I am sure that the powers that be have a response planned and it has nothing to do with limiting the spread of the epidemic.

Submitted by cg.eye on

It concentrated on the travails of high-level folk, instead of reporting on the ground on how an entire generation of janitors, support staff and healthcare workers would die out, because they'd be expected to work even though the best practices of quarantine would demand isolation. Also, how low-wage jobs don't have paid sick leave, so the epidemic would keep going and going because businesses wouldn't cross their insurers by telling their employees to stay home, and thus deliberately causing business losses....

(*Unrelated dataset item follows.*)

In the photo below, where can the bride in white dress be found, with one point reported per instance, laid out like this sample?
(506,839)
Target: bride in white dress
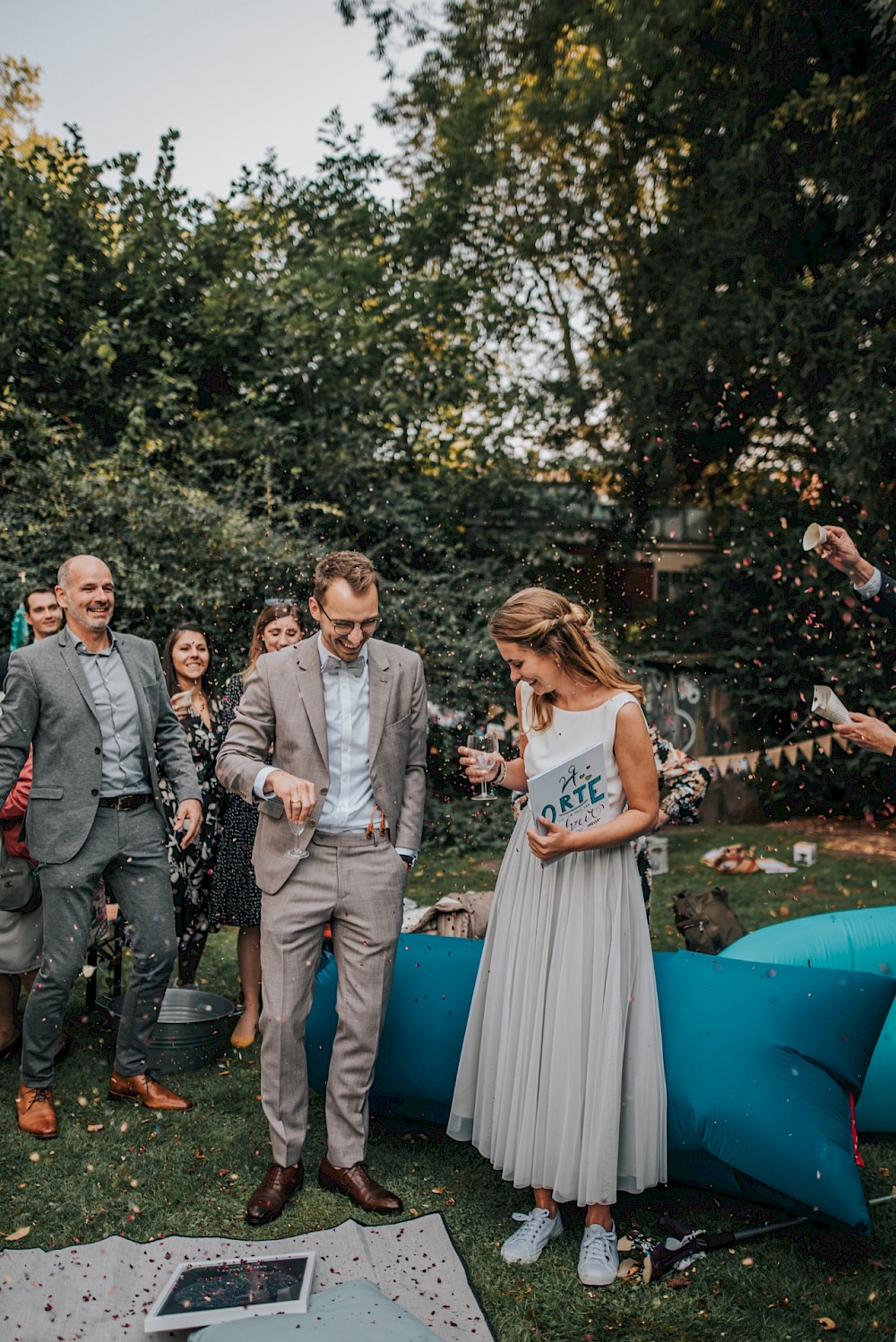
(561,1080)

The film's subplot about the shutdown of Chicago, as if it would happen without massive leaks stemming first from the financial sector, who'd leak to gain the most profit, took me out of the story. There would be class-based chaos and even war, and yet all we see is Matt Damon being fool enough to A) live in the same home where Patient Zero lived, and expect not to get lynched, and B) Go shopping during a state of martial law, where he endangered himself and his daughter by getting mixed up with looters.

How come any zombie spectacular can manage not to underestimate the social damage any major epidemic would cause, and CONTAGION can't? I suspect it was Soderbergh still wanting to show that Government Can Work -- but he biases his argument so strongly in favor of The Best People Knowing What's Best that he bleeds the drama dry.